When working with large columns, performing indexed searches can be a challenge. One solution is to use an MD5 column to index the search. In this video, we will explore how an MD5 column can be used for an indexed search and provide step-by-step instructions on how to add an MD5 column to a MySQL table.
To understand how an MD5 column works, let's start with a basic example. Let's consider a simple table called urls
that contains only two columns: id
and url
. The url
column is a TEXT
column because it can be a very large value consisting of many thousands of characters.
If we want to perform a strict equality lookup on this table where the URL equals a specific value, we could run the following SQL query:
SELECT * FROM URLs WHERE url = 'specific_value';
Since the url
column is not indexed, this query would result in a full table scan, searching through all the huge text columns. Unfortunately we can't just add a regular index to a TEXT
column
One way to create an equality index for a TEXT
column is to add an MD5 hash virtual generated column. An MD5 hash is a 128-bit value that can be calculated for any file, text string, or other data input.

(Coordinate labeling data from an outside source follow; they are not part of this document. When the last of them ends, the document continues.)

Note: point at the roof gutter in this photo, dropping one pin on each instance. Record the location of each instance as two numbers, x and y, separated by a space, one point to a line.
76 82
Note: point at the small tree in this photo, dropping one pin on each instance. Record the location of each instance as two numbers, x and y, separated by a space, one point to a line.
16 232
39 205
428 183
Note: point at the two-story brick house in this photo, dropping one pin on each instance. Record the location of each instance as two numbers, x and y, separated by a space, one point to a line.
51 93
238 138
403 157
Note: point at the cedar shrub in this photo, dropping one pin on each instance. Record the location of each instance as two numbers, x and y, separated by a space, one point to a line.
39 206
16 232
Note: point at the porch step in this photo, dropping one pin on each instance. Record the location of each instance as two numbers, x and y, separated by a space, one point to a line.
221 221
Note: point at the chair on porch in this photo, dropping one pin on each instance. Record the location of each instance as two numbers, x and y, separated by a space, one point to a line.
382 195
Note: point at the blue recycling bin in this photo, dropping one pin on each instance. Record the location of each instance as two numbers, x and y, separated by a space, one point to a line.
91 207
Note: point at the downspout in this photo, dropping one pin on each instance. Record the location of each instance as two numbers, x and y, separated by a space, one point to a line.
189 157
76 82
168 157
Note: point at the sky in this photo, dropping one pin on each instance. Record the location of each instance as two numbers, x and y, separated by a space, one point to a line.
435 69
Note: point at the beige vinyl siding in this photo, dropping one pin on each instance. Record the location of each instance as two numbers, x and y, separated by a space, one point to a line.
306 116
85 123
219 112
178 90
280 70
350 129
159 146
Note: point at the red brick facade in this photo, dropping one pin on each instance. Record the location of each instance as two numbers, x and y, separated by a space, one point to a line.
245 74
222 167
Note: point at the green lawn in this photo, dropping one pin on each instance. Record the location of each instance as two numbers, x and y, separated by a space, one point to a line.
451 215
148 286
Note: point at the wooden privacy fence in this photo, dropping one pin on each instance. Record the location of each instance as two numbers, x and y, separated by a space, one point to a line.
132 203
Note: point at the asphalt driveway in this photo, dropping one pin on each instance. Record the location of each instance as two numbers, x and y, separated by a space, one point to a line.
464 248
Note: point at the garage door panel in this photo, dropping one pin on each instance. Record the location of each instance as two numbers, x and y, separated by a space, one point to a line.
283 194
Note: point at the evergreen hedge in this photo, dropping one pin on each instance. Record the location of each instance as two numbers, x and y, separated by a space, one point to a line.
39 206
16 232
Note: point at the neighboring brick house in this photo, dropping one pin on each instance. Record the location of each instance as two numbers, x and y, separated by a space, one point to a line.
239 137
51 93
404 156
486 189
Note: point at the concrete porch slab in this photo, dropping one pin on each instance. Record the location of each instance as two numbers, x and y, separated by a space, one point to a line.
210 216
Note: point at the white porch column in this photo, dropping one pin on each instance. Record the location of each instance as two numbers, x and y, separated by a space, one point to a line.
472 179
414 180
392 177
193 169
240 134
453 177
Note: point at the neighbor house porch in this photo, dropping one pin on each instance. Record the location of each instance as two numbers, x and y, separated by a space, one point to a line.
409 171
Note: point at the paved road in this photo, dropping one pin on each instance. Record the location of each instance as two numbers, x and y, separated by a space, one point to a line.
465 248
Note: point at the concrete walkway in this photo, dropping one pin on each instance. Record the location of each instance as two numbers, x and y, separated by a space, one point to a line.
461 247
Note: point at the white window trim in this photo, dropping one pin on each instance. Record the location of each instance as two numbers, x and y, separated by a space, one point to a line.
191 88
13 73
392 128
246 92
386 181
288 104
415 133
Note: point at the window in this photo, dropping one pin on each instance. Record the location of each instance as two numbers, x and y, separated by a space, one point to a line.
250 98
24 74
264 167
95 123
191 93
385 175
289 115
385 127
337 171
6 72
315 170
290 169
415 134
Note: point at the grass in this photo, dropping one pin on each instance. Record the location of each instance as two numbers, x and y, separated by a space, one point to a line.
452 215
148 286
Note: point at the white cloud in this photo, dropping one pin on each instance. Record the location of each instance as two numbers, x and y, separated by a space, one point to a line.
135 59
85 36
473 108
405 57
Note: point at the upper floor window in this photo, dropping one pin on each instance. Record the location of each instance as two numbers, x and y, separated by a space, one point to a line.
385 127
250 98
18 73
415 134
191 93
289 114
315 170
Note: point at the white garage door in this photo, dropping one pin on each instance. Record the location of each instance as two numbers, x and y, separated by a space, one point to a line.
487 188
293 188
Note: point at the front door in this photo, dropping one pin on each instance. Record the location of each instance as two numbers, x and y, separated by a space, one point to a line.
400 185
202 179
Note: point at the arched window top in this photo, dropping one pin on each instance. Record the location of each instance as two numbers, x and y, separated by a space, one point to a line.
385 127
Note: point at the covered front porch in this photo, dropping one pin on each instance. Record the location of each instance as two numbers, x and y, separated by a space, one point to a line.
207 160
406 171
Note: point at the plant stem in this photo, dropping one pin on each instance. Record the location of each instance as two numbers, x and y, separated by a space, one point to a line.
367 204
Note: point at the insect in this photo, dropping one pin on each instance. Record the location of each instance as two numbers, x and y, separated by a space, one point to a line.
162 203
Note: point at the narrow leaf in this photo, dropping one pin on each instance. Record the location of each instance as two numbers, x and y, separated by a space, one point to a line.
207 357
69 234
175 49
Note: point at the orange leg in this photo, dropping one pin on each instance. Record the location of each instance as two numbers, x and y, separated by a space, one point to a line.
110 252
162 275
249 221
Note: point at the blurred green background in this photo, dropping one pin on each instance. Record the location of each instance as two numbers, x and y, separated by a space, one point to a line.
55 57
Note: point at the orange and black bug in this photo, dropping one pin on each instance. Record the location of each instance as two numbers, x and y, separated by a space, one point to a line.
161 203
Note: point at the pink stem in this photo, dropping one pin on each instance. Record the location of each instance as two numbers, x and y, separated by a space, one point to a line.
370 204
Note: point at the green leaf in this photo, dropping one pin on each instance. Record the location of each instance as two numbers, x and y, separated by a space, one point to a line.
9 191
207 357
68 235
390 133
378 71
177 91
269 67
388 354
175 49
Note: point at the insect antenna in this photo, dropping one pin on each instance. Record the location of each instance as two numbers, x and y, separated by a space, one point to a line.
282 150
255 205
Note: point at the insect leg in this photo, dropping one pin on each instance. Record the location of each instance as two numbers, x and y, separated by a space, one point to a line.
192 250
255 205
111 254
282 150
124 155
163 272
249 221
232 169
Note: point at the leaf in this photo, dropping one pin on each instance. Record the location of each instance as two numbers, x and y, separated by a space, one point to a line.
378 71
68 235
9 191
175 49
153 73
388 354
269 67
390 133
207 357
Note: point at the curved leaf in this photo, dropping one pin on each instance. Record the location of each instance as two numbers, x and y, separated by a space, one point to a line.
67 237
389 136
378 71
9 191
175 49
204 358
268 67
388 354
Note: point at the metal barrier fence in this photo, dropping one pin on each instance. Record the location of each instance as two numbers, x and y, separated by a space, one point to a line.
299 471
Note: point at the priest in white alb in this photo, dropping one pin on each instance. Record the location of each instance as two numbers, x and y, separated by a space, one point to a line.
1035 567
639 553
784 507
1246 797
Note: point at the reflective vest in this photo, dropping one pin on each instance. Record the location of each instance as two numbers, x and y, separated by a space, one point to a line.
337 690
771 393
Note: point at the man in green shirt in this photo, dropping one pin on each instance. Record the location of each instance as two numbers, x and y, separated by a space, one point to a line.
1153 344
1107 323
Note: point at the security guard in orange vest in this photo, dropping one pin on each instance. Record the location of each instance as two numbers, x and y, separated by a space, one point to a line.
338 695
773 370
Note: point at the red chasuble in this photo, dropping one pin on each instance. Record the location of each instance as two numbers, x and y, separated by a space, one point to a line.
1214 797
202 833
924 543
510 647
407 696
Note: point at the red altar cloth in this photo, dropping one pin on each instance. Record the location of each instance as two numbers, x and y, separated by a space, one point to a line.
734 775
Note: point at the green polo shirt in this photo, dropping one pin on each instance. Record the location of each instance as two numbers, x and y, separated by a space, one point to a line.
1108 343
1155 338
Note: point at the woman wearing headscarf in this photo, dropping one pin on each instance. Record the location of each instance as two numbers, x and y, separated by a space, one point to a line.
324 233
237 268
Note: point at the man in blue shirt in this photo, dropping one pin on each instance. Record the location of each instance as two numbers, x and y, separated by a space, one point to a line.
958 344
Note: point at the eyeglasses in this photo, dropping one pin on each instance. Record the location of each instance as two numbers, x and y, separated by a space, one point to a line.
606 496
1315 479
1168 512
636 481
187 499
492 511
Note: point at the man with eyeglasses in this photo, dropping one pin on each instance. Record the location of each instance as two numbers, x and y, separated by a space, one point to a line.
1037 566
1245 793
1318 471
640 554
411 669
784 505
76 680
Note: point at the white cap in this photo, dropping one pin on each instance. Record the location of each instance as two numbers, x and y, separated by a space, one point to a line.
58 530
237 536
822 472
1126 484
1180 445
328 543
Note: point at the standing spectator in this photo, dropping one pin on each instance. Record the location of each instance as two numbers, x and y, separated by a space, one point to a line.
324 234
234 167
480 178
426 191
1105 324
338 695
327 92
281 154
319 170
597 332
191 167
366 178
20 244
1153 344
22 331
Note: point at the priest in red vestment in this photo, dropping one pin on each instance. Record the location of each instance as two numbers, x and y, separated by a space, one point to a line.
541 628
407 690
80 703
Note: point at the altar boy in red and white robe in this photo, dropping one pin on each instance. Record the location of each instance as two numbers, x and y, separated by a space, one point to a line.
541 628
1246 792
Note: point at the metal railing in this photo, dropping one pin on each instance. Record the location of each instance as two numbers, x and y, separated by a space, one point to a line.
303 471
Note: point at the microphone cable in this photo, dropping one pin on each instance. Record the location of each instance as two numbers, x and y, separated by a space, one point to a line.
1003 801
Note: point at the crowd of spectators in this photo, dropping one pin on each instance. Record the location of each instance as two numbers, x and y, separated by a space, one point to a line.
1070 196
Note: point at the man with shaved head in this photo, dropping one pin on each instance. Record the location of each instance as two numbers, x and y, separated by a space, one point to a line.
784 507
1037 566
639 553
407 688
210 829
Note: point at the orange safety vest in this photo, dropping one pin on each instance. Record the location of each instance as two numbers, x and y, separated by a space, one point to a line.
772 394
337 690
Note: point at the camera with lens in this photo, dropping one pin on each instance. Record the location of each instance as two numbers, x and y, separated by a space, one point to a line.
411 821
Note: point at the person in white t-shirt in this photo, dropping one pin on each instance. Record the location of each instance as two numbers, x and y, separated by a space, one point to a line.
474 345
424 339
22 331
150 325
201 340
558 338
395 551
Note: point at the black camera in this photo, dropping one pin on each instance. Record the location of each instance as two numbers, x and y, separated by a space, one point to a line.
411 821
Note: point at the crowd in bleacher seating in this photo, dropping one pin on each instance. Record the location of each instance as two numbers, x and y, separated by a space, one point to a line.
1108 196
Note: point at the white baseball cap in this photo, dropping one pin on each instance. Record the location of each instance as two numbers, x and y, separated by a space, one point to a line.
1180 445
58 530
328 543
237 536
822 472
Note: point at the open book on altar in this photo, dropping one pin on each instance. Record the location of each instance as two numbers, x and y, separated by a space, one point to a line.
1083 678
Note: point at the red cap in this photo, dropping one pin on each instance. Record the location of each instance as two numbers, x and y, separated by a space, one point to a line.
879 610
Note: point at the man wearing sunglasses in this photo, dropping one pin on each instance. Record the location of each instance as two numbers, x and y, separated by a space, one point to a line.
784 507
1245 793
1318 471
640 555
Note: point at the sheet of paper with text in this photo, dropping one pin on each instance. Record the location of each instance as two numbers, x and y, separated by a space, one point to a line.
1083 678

To add an MD5 hash virtual generated column to the URLs table, we can run the following SQL query:
ALTER TABLE urls ADD COLUMN url_md5 CHAR(32) GENERATED ALWAYS AS (MD5(url));
This creates a new column called url_md5
that contains the MD5 hash of the URL column. This column can be indexed using a B-tree index.
To add an index to the new url_md5
column, we can use the following SQL query:
ALTER TABLE URLs ADD INDEX (`url_md5`);
Once indexed, we can perform an indexed search by running the following SQL query:
SELECT * FROM urls WHERE url_md5 = MD5('specific_value');
This query takes advantage of the index that was created on the url_md5
column, resulting in a much faster and more efficient search.
When creating an MD5 hash virtual generated column, it is important to specify the data type. Since we're only ever going to be comparing sets of bytes rather than characters, we can use BINARY(16)
for a more efficient search.
ALTER TABLE urls ADD COLUMN url_md5 binary(16) GENERATED ALWAYS AS (UNHEX(MD5(url)));
Then we can add an index to the new binary url_md5
column using the following SQL query:
ALTER TABLE urls ADD INDEX (url_md5);
And perform an indexed search using the following SQL query:
SELECT * FROM urls WHERE url_md5 = UNHEX(MD5('specific_value'));
This binary search is more efficient and faster than the previous example using CHAR.
Using an MD5 column for an indexed search can provide a quick and efficient solution for large columns. This method is particularly useful for strict equality searches on blob or text columns. By adding an MD5 column, you can speed up the search and improve the performance of your queries.